Vulcan Insight

Cautious optimism takes over in final negotiation weeks

17 December 2020

European citizens and businesses may find some additional gifts under their Christmas trees this year if all works out. Not only is the European Medicines Agency set to approve the first COVID-19 vaccine for Europe on Monday, but EU and UK negotiators may finally be close to agreeing the post-Brexit trade relationship.

After months of growing pessimism on both sides of the English Channel over whether chief negotiators Michel Barnier and David Frost would manage to reconcile the deep divisions between the UK Government’s vision for a post-Brexit “Global Britain” and the European Union’s protection of its coveted Single Market and Customs Union, a “very narrow path” to an agreement has now emerged according to European Commission President Ursula von der Leyen.

Speaking to MEPs on Wednesday morning, she countered growing frustration among Parliamentarians over the delay and rapidly fading time left to scrutiny and ratify a deal, arguing that negotiators had already “found a way forward on most issues” and that it was, thus, the Commission’s responsibility to citizens and businesses to “continue trying.” With only fishing rights and safeguards for fair competition outstanding, about 95% of issues have so far been agreed upon.

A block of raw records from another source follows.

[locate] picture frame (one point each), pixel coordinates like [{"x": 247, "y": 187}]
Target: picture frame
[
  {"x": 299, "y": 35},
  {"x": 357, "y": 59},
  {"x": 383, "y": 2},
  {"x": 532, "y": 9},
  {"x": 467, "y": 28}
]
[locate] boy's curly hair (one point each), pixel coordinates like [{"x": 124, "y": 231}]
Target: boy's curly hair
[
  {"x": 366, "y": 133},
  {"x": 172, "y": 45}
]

In fact, according to President von der Leyen, issues linked to governance have largely been resolved in the past days. Recognising the complexities of the remaining two issues, however, she did have to concede that it was still impossible to say whether an agreement could be reached or not.

The negotiations continue to be difficult on the fisheries issue, with the main sticking points being annual quotas and the UK’s demands for vessels to be UK-flagged, crewed by UK crews and landed in the UK for processing. That being said, slow but steady progress is being made on the two pillars of the level playing field requirements.

On state aid, progress has been made based on common principles, guarantees of domestic enforcement and a mechanism for autonomous remedies which would allow each party to independently take retaliatory measures, such as tariffs, against the other if they believe that the other’s state aid actions undercut free trade. On standards, the parties have managed to agree on a strong mechanism of non-regression to ensure that the EU’s “high labour, social and environmental standards will not be undercut” by the UK. Uncertain discussions continue, however, on making these safeguards future-proof.

The next few days will be decisive in navigating the narrow path to an agreement on the UK’s post-Brexit trade, social, foreign policy, security and defence relationship with the European Union.

As if not difficult enough, the European Parliament this week placed a Sunday cliff edge at the end of that path. The Resolution, adopted by the leaders of Parliament’s major parties on Thursday, warns negotiators that Parliament will only be willing to hold an extraordinary plenary in “case an agreement is reached by midnight on Sunday 20 December” to “consider” whether to ratify a deal. Parliament is deeply upset over the prospect of being rushed into having to “undemocratically” scrutinise and ratify any last-minute deal before the end of the year.

As a result, according to German Chair of the Trade Committee, Bernd Lange, if Parliament does not get a final text for scrutiny by Monday, “then there will be no deal.” If that should be the case, Parliament and Member States are currently working on time-limited, reciprocal contingency measures to ensure a basic continuation of air and road connectivity as well as fisheries.